Print version ISSN 1519-6984On-line version ISSN 1678-4375

Braz. J. Biol. vol.79 no.2 São Carlos Apr./June 2019  Epub July 30, 2018 

Original Article

Vertebrate florivory of vascular epiphytes: the case of a bromeliad

Florivores vertebrados de epífitas vasculares: o caso de uma bromélia

Y. Palacios-Mosqueraa 

D. Mondragóna  * 

A. Santos-Morenoa 

a Centro Interdisciplinario de Investigación para el Desarrollo Integral Regional Unidad Oaxaca – CIIDIR, Instituto Politécnico Nacional – IPN,Calle Hornos, 1003, CP 71230, Santa Cruz Xoxocotlán, Oaxaca, México


The avoidance of vertebrate herbivory is thought to be one of the possible drivers for the evolution of epiphytism. Scarce literature suggests that epiphyte herbivory is mainly related to insect attack on reproductive structures. In a pine-oak forest we observed almost all inflorescences of an epiphytic bromeliad (Tillandsia carlos-hankii) with signs of florivory; the degree of damage suggested that vertebrate herbivores could be involved. To assess the intensity of vertebrate florivory damage we recorded the percentage of damaged individuals in a 500 m2 plots during two flowering seasons. To identify possible vertebrate herbivores, we installed 20 mixed capture stations, 10 photo-traps focused on bromeliads and analyzed stomach contents of captured vertebrates. Florivory was observed on 62% of individuals during the first flowering season and 77% on the second; and average one individual lost 41% of reproductive structures. Vertebrates associated with florivory were a bird, Icterus bullockii (Aves, Passeriformes, Icteridae), a squirrel Sciurus aureogaster (Mammalia, Rodentia, Sciuridae), and mice, Peromyscus gratus, P. levipes and P. aztecus (Mammalia, Rodentia, Cricetidae). Our results suggest that vascular epiphytes are used as opportunistic resources for small vertebrates during seasons when preferred resources are scarce.

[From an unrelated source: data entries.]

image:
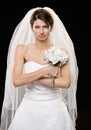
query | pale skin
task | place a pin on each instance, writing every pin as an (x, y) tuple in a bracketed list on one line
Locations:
[(35, 52)]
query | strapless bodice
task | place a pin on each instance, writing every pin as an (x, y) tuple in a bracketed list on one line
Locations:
[(36, 90)]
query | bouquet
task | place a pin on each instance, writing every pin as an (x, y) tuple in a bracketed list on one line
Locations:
[(56, 57)]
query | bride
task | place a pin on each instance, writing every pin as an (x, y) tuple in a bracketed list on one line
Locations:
[(31, 102)]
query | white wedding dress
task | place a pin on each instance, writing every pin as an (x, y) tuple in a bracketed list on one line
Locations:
[(42, 107)]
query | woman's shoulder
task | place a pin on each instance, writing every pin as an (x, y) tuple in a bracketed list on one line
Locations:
[(23, 46), (64, 49)]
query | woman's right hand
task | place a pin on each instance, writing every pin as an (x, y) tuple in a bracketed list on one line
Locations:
[(52, 70)]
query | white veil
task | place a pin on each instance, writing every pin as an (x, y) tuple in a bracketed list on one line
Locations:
[(24, 34)]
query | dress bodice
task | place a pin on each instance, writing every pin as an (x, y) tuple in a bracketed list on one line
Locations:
[(35, 89)]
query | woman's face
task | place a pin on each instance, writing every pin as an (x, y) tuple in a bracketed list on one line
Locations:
[(41, 30)]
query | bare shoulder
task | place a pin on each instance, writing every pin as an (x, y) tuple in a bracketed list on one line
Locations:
[(64, 49), (22, 47)]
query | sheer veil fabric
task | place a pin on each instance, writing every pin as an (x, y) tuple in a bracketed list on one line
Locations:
[(24, 34)]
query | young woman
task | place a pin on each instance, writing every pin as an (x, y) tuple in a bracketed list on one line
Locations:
[(31, 102)]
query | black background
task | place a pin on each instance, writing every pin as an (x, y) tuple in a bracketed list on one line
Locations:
[(76, 18)]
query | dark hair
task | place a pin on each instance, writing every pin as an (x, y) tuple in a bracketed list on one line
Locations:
[(42, 14)]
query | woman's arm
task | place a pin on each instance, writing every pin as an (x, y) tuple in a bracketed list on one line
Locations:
[(22, 79), (61, 82)]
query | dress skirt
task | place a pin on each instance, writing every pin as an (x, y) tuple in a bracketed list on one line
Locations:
[(42, 115)]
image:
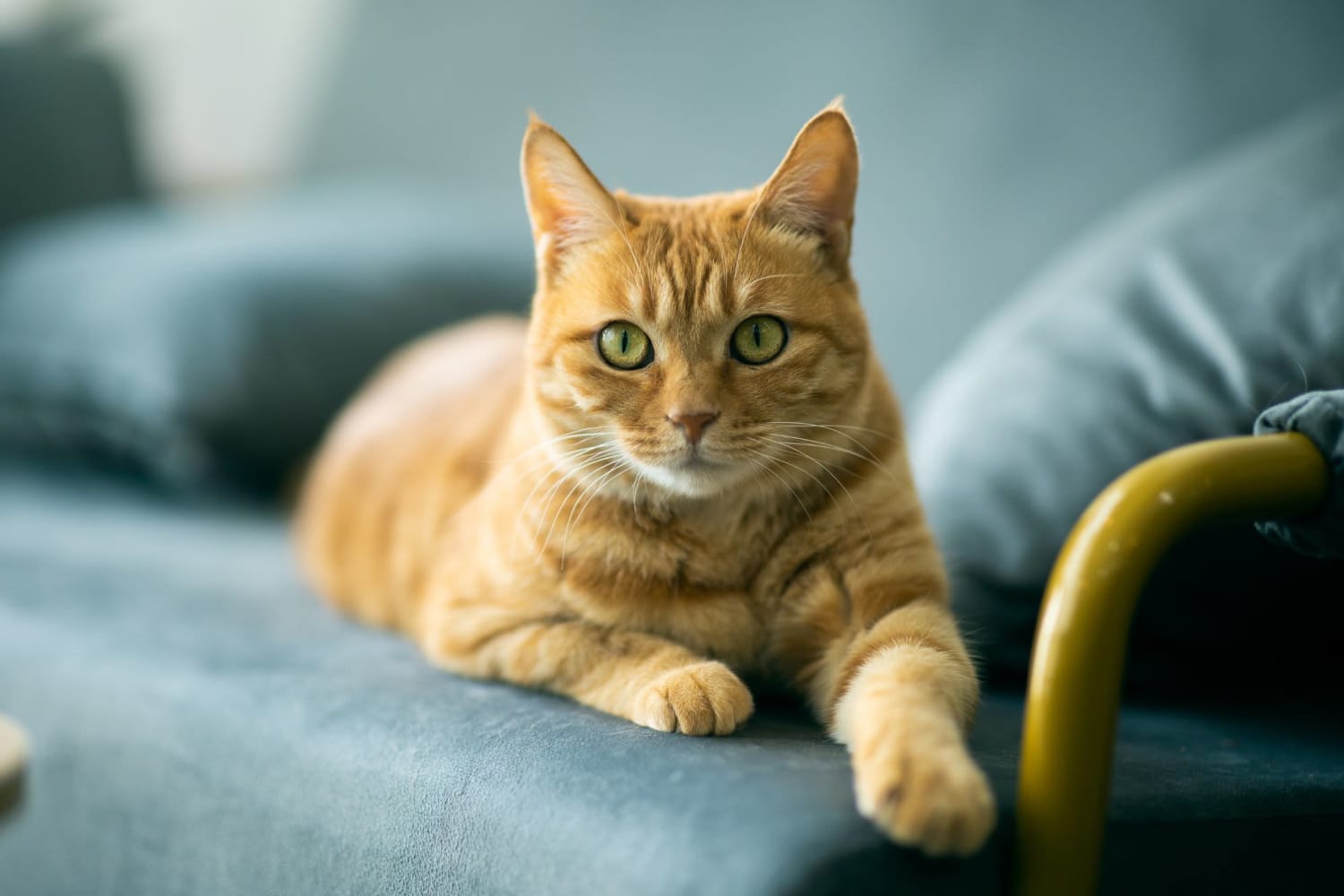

Keywords:  birds, herbivory; Peromyscus; pine-oak forest; squirrels; Tillandsia


Acredita-se que a prevenção da herbivoria dos vertebrados é um dos possíveis impulsores da evolução da epífita. A literatura escassa sugere que a herbivora em epífitas está relacionada principalmente ao ataque de insetos as estruturas reprodutivas. Em uma floresta de pinheiros observamos que quase da todas as inflorescências de uma bromélia epífita (Tillandsia carlos-hankii) apresentavam sinais de florivoria; o grau de danos sugeria que herbívoros majores (vertebrados) pudessem estar envolvidos. Para avaliar a intensidade do dano de florivoria de vertebrados, registramos a porcentagem de indivíduos danificados em quadrantes de 500 m2 durante duas estações de florescimento. Para identificar possíveis herbívoros vertebrados, instalamos 20 estações de captura mista e analisamos o conteúdo estomacal de vertebrados capturados. Além disso, foram instaladas 10 foto-armadilhas focadas em bromélias. A florivoria foi observada em 62% dos indivíduos durante a primeira estação de floração e 77% na segunda. Os vertebrados associados à florivoria foram pássaro, Icterus bullockii (Aves, Passeriformes, Icteridae), um esquilo Sciurus aureogaster (Mammalia, Rodentia, Sciuridae) e ratos, Peromyscus gratus, P. levipes e P. aztecus (Mammalia, Rodentia, Cricetidae). Assim, nossos resultados sugerem que epífitas vasculares são usadas como recurso facultativo para estes animais durante as estações, quando os recursos preferidos estão escassos.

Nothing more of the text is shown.